Shortly after the incident, police released a photo of the suspect (pictured) and anyone who recognizes him is asked to call police.
So far, Hein and his father, Myint Shein, have raised $5,173 on their GoFundMe page. According to the post, all donations will go to Htwe’s husband.
“I want to say to everyone reading this that you should always cherish the moments you have with your mother,” the message read. “Tell her ‘I love you’ or give her a hug and kiss because you never know what’s going to happen.”
The unprovoked attacks came as New York City has seen a surge in violent crime in recent months, with many worrying that the city is slipping back into the dark days of the 1970s and 1980s when it was nicknamed the “Fear City.” got. In the 1970s, the city was in debt of $10 billion and cut its police and other services.
Data from the NYPD shows the number of shootings rose 21 percent in 2021 compared to last year’s July 18, the most recent data. In 2021 there were 840 shooting incidents, compared to 689 in 2020.
The number of shooting victims is also up 16 percent year over year, with 981 people becoming victims of gun crime, compared to 846 around this time last year.
The homicide rate also jumped from 226 to 233 over the same period — a 3 percent increase.
The biggest jump in crime rates is for hate crime, which is up 110 percent in the past year. This data comes amid countless indiscriminate attacks on Asian Americans in the city in the wake of the COVID-19 pandemic.
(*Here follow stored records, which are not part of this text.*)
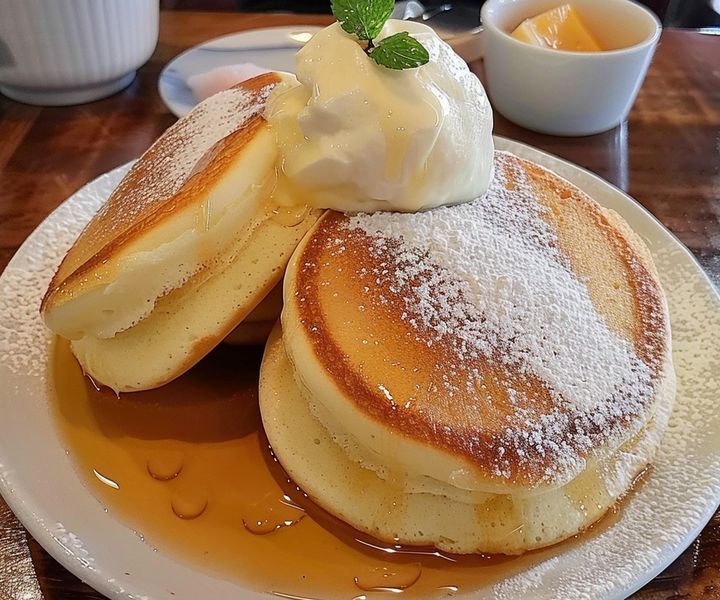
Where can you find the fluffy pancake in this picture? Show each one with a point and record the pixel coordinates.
(257, 326)
(186, 246)
(424, 512)
(506, 346)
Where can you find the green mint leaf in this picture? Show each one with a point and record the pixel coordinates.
(400, 51)
(364, 18)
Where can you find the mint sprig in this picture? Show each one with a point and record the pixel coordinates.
(365, 20)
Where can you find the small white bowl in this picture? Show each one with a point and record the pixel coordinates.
(568, 93)
(60, 52)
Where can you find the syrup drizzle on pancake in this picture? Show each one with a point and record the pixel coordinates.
(500, 288)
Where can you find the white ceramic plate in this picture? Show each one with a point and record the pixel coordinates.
(39, 482)
(273, 48)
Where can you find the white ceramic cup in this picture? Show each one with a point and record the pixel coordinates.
(59, 52)
(568, 93)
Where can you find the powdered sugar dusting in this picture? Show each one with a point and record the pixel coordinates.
(166, 166)
(488, 278)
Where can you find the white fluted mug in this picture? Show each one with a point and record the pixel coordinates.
(61, 52)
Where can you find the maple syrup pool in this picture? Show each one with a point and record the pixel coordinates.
(188, 467)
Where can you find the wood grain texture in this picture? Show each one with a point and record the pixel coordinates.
(667, 156)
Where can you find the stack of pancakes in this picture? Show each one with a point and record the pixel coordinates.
(486, 377)
(190, 242)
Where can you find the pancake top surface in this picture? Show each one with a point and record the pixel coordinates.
(520, 333)
(150, 191)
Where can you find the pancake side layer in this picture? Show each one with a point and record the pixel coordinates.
(550, 351)
(157, 228)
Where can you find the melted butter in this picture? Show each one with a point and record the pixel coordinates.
(192, 473)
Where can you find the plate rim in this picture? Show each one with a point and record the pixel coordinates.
(162, 85)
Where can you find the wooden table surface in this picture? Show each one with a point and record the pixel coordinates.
(667, 156)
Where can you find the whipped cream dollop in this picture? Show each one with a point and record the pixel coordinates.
(357, 136)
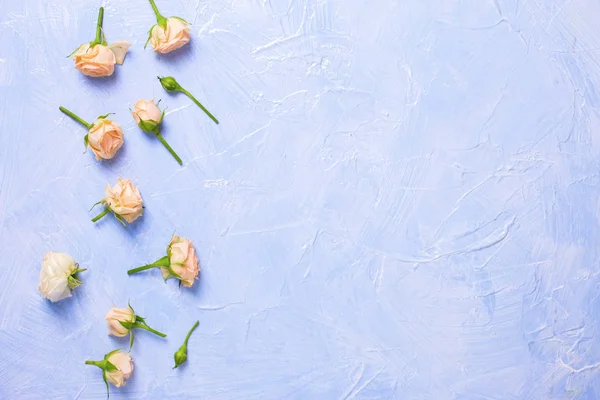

The attacks come as violent crime in the city has seen spikes in recent months maanden
In the city’s subways, 10 people lost their lives to homicides while riding the system between January 2020 and May this year, according to an analysis by the New York Times.
The average homicide rate in the subways has been one to two a year since the late 1990s. New York has seen five years of homicides in just over a year.
In early May, New York City Mayor Bill De Blasio told radio host Brian Lehrer that the MTA leadership was “fearful” when they warned that the NYC subway is becoming unsafe.
Later that month, NYPD transit police chief Kathleen O’Reilly told an MTA board meeting that ‘crime remains low so far… down 46.8%.’
Eric Adams (pictured July 12 at the White House), the ex-cop who is the Democratic nominee for New York City mayor, warned last Wednesday that “no one will come back” if violence, and especially gun violence in the Big Apple continues
However, these statistics do not take into account the reality that due to the COVID-19 pandemic, passenger numbers are lower than normal.
DeBlasio would later give in and assign more agents to stations during rush hour.
Eric Adams, the ex-cop who is the Democratic nominee for mayor of New York City, warned last Wednesday that “no one will come back” if the violence, especially gun violence in the Big Apple, continues.
The Brooklyn borough president appeared at an event with Governor Andrew Cuomo on Wednesday, as the two political leaders formed a united front in tackling the worrying rising crime rate.
“No one will return to our multi-billion dollar tourism industry if three-year-olds get shot in Times Square,” Adams said.
Adams, 60, won the Democratic primary for this year’s mayoral race and will become New York City’s mayor if he defeats Republican Curtis Sliwa in the general election.